具体的に言うと、重大災害を1件が起きるには、軽傷の事故が29件あり、無傷災害が300件もあったということです。ハインリッヒの法則を「1:29:300の法則」ということもあります。
ここで把握できている数は企業側が把握できる数であるということで、「顕在クレーム」です。しかし、このような顕在クレームの背後には企業側、スタッフがわからない「潜在クレーム」があるのです。

ハインリッヒの法則では重大事故を想定していますが、これをクレームに応用してみると、1つの重大な、全社レベルのクレーム案件が起きると考えて見ましょう。これはどのような類の問題かわかりません。「クレーム」はお客様からの苦情ですが、その苦情の源は商品サービスの品質やスタッフの態度、店舗や設備の不備など、食品の安全や事故発生の芽から単なる心理的な問題、感情の問題まで、多種多様なものです。ですから、すべてのクレームを軽率に扱ってはならないということなのです。
重大な全社レベルのクレーム案件はもしかしたら訴訟や刑事事件に発展するようなものかもしれません。
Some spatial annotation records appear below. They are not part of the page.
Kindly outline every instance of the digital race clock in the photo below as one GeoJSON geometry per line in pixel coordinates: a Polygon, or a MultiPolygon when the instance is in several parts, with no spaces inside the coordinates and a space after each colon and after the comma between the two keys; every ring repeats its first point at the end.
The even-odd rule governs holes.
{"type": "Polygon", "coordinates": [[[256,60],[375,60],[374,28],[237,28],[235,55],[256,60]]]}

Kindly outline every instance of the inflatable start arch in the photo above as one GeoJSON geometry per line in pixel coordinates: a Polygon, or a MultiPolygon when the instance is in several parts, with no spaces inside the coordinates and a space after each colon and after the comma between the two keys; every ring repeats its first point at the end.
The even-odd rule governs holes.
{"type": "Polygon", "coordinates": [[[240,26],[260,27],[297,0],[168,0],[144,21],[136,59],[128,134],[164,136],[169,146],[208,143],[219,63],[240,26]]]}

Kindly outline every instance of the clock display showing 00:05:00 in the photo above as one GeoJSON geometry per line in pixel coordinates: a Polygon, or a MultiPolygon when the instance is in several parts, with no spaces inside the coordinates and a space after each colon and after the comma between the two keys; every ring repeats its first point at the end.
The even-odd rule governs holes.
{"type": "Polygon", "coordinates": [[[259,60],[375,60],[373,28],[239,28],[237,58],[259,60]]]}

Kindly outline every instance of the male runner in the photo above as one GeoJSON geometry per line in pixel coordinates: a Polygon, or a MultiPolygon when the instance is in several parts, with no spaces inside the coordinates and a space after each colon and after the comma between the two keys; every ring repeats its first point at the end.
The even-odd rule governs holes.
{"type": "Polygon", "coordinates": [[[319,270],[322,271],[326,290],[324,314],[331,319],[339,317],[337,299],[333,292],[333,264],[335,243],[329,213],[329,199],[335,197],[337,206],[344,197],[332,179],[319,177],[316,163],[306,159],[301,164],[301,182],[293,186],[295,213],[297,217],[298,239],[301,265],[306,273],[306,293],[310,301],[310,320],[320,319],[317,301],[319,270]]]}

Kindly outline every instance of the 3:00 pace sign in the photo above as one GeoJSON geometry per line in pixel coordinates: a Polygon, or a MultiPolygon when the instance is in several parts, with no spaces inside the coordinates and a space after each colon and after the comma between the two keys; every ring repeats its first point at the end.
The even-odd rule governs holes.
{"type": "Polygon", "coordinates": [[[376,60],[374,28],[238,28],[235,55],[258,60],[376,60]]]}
ですから、重大クレーム案件ではない小さなクレームを軽視してはならないのです。小さなクレームを適正に処理し、クレーマーに十分な満足をしていただくこと、それが重大クレームの発生を抑えることができる唯一の方法なのです。
商品やサービスに不満を持つお客様のうち96%は、何も言わないことになります。そして、クレームが1件スタッフによこされると、同じような不満を持つお客様が他に24人もいるということになります。そして、そのうち6件は商品サービスに大きな影響を持つ深刻な問題だということです。